Dynamic Priority Queue Scheduler for Sub-Agent Execution: Urgency and Cost Weighting

hero

Quick answer

우선순위 큐 스케줄러: 긴급도·비용 가중치로 하위 에이전트 실행 순서를 동적 재배열하는 설계 is useful when the reader needs the decision frame before the full tutorial.
The practical answer is: Explain what 우선순위 큐 스케줄러: 긴급도·비용 가중치로 하위 에이전트 실행 순서를 동적 재배열하는 설계 changes, when it is useful, and how to verify it safely.
Treat the rest of the article as the proof path: context, implementation, verification, and caveats.

The Short Answer

A sub-agent priority queue scheduler assigns each task an urgency score and a cost weight, then combines them into a composite score that determines execution order. Because the queue reorders itself every time a new task arrives, high-priority work always rises to the top ahead of expensive, low-urgency tasks.

The core formula is: composite score = urgency × w1 + (1 - cost_ratio) × w2. Adjust w1 and w2 to reflect your team's operational priorities.

Why This Matters Now

Agent systems have evolved beyond simple single-task automation. Teams now run multiple sub-agents concurrently, and a slow agent calling an external API can stall a shorter, more urgent task waiting at the end of a fixed queue.

Consider a PR summary agent and a full-repo static analysis agent sharing the same queue. If the analysis job arrived first, the PR summary waits ten minutes for no good reason. Without dynamic reordering based on urgency and cost, this is structurally unavoidable.

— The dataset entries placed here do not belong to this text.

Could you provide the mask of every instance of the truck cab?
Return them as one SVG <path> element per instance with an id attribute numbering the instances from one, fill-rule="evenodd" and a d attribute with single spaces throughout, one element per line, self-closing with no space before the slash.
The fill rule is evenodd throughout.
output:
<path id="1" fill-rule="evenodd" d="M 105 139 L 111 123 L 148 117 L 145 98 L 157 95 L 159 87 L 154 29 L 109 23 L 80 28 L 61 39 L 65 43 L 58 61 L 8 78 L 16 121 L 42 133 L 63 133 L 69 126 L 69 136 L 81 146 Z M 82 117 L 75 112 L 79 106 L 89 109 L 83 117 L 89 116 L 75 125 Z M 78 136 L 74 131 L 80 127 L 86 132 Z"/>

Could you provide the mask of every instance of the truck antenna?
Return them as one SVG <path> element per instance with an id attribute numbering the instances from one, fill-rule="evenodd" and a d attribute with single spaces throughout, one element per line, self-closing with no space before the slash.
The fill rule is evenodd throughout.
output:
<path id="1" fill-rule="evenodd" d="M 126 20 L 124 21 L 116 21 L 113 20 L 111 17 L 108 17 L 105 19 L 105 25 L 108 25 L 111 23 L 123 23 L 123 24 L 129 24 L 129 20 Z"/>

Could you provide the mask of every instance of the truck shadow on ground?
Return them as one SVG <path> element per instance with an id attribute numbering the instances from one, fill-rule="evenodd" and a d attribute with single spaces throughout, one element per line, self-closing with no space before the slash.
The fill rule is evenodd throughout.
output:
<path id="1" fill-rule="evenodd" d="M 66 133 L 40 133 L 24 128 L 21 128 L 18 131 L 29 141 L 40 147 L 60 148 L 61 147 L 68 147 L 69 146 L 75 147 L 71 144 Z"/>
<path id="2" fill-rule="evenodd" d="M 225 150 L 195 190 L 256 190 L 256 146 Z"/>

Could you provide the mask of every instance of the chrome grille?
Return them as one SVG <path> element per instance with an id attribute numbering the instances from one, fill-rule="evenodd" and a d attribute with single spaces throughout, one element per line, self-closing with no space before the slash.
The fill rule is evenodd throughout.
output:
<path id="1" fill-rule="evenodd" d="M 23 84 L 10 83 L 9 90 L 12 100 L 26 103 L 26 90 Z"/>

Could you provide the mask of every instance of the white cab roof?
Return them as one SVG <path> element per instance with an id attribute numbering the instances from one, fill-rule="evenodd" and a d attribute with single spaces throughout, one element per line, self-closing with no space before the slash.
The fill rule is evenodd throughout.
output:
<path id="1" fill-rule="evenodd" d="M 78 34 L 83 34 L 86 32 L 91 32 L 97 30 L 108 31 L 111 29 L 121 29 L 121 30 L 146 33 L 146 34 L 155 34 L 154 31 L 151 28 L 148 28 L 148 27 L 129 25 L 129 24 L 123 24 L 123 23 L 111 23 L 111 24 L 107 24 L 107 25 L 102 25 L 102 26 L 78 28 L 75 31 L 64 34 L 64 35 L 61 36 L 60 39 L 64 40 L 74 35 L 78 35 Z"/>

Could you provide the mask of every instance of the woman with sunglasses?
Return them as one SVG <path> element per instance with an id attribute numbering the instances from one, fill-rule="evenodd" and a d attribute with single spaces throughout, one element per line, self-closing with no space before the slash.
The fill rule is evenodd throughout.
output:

Step-by-Step Implementation

Here are the five steps to build a priority queue scheduler from scratch.

Define the task metadata schema
Attach id, label, urgency (float 0-1), estimated_cost_tokens (integer), and created_at (unix timestamp) to every sub-agent task. Urgency can be set explicitly by the caller or assigned automatically from a per-task-type default table.

Example: { id: 'pr-42', label: 'PR Summary', urgency: 0.9, estimated_cost_tokens: 800, created_at: 1718000000 }

Write the composite score function
Start with score = urgency * 0.6 + (1 - cost_ratio) * 0.4, where cost_ratio = estimated_cost_tokens / MAX_TOKENS. MAX_TOKENS is the maximum token budget your team allows for a single task.

One-line Python example: score = task['urgency'] * 0.6 + (1 - task['estimated_cost_tokens'] / MAX_TOKENS) * 0.4

Implement the queue with a heap
Python's built-in heapq or TypeScript's @datastructures-js/priority-queue work well. Store each entry as a (-score, created_at, task) tuple so higher scores pop first. The created_at field acts as a tiebreaker, preferring tasks that arrived earlier.

Example: heapq.heappush(queue, (-score, task['created_at'], task))

Add dynamic re-insertion logic
Whenever a new task arrives or an existing task's urgency changes, call heapify to re-sort the queue. For high-frequency updates, use a dirty-flag pattern. Always validate that a task is still active when you pop it from the queue.
Control concurrency with MAX_WORKERS
Only pull from the queue when the number of active agents is below MAX_WORKERS. Python asyncio example: while len(active) < MAX_WORKERS and queue: task = heapq.heappop(queue)[-1]

Real-World Examples

Scenario A: Code review bot vs. pre-deploy check agent running simultaneously
Set pre-deploy urgency to 0.95 and PR review urgency to 0.5. Even if the pre-deploy check costs three times more tokens, the urgency weight of 0.6 ensures it runs first.

Score breakdown:
- Pre-deploy check: 0.95 × 0.6 + (1 - 3000/10000) × 0.4 = 0.57 + 0.28 = 0.85
- PR summary: 0.5 × 0.6 + (1 - 800/10000) × 0.4 = 0.30 + 0.37 = 0.67

Scenario B: Live urgency update from a Slack tag
A user marks a task as 'urgent' in Slack, raising its urgency from 0.4 to 0.95. The scheduler calls heapify immediately. Currently running agents are not interrupted; the updated task claims the next available worker slot.

Common Mistakes

Using only binary urgency (0 or 1) collapses back to first-in, first-out. You need continuous values between 0.0 and 1.0 for the composite score to be meaningful.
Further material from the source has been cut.